Q- Can a single keynote make a real difference to mental health culture in a large organisation?

A- A single keynote cannot transform the mental health culture of a large organisation. But it can do something that longer-term programmes often struggle to: it can shift the felt experience of the room in a single session, the moment when people give themselves permission to think differently about their own wellbeing and the wellbeing of the people around them. Rob's McDonald's engagement shows what this looks like in practice: an International Men's Day session that moved the conversation from awareness to genuine cultural permission, giving a large, diverse workforce the shared experience and shared language that makes the longer-term cultural work possible. The keynote is the catalyst. The culture change that follows is the work, but without the catalyst, that work often does not begin.

 

Q- What is the best way for a large employer to use International Men's Day?

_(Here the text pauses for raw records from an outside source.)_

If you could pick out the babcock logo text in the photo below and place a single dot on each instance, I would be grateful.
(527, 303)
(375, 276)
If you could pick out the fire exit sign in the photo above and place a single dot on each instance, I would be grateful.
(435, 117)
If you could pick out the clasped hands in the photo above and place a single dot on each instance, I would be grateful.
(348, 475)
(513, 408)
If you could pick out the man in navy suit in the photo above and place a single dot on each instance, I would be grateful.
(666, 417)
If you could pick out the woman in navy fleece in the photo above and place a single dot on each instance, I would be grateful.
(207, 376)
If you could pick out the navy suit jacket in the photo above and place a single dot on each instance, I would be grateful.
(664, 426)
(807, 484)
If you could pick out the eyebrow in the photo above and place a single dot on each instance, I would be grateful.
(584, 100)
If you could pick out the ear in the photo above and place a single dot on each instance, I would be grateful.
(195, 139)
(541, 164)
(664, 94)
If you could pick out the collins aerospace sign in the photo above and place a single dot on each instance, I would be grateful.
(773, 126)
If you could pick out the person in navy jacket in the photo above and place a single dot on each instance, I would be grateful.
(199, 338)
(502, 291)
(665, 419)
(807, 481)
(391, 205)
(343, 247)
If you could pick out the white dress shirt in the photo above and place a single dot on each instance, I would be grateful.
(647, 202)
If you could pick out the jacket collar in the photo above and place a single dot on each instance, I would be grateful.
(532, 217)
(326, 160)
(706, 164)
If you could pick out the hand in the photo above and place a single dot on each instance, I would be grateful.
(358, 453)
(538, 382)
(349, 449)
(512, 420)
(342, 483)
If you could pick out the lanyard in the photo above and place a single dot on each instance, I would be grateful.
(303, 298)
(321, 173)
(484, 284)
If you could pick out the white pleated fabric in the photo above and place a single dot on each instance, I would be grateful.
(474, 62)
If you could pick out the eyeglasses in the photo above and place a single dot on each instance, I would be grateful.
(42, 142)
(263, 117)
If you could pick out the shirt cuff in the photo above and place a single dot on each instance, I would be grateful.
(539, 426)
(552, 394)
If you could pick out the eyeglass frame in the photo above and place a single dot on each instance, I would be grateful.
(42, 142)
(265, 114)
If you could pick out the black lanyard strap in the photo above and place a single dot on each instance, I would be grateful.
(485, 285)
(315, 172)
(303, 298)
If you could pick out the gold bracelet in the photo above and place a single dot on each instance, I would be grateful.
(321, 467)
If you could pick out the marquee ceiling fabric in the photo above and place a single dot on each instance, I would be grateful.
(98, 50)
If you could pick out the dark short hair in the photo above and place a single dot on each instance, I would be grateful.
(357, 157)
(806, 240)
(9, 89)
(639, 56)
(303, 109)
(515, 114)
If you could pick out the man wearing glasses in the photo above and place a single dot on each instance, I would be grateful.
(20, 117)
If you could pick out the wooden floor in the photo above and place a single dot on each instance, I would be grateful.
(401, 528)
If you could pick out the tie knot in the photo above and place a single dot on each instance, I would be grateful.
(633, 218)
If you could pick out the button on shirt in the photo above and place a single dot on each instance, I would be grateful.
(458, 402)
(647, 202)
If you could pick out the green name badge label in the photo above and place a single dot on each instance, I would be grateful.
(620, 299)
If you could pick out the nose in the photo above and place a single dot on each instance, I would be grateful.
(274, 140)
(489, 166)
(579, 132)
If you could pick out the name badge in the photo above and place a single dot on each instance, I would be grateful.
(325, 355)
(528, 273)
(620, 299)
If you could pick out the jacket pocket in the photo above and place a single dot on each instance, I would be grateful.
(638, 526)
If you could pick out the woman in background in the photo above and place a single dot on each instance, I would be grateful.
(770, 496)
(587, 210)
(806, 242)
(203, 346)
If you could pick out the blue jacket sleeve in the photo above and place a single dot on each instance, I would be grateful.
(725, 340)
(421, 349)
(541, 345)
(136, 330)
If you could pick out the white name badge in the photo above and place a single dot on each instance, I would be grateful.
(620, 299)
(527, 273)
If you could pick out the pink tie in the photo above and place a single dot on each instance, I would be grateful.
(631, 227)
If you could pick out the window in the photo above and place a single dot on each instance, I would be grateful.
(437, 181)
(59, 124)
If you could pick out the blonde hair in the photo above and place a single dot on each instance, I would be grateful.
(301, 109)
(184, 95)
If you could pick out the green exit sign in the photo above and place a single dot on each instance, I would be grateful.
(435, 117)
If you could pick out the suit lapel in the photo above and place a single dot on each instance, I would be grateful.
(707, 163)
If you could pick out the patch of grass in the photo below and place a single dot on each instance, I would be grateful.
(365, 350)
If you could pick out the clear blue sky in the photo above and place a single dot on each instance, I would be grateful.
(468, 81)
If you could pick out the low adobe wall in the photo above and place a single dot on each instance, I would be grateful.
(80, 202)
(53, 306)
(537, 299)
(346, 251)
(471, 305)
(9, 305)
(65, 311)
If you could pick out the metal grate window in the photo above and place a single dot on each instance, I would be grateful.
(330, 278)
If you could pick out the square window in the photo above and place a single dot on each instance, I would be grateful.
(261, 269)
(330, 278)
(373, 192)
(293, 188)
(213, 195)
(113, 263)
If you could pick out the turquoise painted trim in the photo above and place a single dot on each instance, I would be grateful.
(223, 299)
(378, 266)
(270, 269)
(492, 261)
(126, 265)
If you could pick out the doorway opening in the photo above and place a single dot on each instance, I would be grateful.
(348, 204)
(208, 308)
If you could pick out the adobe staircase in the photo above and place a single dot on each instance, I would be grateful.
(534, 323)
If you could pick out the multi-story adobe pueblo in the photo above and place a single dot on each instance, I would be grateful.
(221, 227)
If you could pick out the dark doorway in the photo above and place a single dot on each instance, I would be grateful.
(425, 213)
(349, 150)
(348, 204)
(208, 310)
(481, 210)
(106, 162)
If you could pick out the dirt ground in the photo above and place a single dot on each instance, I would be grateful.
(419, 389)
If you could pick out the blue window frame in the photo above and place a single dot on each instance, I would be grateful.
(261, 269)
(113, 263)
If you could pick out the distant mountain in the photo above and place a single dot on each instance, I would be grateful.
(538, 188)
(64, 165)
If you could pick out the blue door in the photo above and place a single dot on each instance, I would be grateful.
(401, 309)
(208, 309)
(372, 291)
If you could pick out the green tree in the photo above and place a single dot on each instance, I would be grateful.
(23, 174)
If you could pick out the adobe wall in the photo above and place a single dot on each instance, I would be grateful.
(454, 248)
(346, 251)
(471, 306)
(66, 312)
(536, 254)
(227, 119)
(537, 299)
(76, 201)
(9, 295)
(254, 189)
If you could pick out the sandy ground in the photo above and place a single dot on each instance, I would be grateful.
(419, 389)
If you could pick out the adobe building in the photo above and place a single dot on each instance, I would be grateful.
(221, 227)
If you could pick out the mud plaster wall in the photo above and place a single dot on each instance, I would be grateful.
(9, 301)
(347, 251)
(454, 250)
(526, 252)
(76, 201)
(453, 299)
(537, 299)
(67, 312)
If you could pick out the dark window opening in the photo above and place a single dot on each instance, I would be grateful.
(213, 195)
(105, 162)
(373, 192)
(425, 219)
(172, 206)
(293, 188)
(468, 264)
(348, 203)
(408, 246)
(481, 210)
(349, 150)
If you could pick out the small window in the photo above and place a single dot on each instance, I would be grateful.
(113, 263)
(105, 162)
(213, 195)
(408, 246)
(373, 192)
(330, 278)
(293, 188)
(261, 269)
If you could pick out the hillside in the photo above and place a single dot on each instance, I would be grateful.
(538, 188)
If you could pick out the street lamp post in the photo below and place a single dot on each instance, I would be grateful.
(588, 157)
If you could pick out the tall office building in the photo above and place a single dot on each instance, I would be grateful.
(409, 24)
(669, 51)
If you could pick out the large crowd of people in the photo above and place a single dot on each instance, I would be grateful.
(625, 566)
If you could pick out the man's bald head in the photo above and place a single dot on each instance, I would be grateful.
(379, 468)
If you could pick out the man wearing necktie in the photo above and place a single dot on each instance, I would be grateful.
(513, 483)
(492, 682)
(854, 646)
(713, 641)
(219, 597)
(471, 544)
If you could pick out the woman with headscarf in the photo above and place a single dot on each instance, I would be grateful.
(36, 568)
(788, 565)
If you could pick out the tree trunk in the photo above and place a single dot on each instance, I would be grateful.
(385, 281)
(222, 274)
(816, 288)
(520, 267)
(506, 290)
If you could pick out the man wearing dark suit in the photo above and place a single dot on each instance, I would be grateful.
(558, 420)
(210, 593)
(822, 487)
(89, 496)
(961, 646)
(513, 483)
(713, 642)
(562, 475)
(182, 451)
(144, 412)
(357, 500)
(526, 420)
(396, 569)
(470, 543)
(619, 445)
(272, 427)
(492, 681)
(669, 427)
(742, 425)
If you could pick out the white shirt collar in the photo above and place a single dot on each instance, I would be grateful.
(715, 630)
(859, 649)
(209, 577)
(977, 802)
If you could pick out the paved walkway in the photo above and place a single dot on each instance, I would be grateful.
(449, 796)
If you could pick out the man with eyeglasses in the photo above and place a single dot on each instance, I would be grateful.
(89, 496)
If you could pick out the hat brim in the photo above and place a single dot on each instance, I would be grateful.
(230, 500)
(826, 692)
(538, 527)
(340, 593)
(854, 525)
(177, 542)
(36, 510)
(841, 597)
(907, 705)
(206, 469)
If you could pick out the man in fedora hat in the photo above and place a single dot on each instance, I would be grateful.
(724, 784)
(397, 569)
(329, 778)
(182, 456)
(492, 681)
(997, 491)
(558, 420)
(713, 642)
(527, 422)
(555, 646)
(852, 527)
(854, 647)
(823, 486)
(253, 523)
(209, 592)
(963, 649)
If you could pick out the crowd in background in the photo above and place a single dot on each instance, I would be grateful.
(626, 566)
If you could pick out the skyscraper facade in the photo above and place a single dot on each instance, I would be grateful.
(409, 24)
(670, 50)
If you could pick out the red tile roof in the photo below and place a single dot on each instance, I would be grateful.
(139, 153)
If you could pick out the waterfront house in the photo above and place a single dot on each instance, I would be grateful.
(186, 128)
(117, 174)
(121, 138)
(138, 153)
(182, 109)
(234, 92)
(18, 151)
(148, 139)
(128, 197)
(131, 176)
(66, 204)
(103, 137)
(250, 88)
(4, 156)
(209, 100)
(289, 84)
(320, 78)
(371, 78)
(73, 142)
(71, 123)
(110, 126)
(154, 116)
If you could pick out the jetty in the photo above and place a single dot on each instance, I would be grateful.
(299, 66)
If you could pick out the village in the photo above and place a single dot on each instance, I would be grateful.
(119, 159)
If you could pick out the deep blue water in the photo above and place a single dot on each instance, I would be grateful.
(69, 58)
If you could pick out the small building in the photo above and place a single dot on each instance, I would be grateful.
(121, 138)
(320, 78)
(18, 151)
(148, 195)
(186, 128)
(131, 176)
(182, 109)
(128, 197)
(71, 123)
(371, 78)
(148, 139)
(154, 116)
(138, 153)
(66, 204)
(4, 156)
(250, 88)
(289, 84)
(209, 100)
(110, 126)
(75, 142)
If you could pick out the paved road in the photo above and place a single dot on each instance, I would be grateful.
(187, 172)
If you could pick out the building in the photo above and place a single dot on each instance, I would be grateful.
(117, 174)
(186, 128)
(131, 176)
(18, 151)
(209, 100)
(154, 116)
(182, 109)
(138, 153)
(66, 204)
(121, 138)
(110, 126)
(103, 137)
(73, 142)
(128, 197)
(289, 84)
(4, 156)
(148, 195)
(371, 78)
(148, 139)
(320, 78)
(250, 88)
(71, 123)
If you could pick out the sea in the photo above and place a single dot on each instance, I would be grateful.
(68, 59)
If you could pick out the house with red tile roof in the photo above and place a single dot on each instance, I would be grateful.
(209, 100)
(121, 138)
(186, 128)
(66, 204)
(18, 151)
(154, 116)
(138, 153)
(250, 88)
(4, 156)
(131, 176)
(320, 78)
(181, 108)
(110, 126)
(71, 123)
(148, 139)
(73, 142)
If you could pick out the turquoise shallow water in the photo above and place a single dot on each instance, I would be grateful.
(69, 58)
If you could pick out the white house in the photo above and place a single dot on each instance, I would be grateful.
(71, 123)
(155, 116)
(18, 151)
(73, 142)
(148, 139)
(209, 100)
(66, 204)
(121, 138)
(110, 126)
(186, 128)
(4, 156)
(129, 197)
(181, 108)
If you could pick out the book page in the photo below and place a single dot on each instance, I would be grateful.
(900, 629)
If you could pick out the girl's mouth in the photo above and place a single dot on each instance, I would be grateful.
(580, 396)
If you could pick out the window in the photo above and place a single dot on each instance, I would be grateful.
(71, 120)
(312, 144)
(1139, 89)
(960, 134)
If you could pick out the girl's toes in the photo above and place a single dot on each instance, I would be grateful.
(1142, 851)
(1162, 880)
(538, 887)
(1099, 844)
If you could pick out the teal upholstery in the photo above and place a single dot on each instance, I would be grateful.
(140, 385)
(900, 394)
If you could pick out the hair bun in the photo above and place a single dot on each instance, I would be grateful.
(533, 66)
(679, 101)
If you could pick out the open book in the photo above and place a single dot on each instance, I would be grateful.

A- The organisations that get the most from International Men's Day are those that treat it as a genuine opportunity rather than a calendar obligation. That means going beyond awareness, beyond the email from HR and the signposting to helplines, and using the day to have the specific, honest conversation about male mental health that the rest of the year does not always create space for. A keynote speaker who brings personal credibility, a directly relevant professional background, and a practical framework for action gives International Men's Day the weight and substance that turns it from a day of acknowledgement into a day of genuine cultural movement. Rob's engagement with McDonald's is an example of what this looks like when an organisation chooses to use the day properly.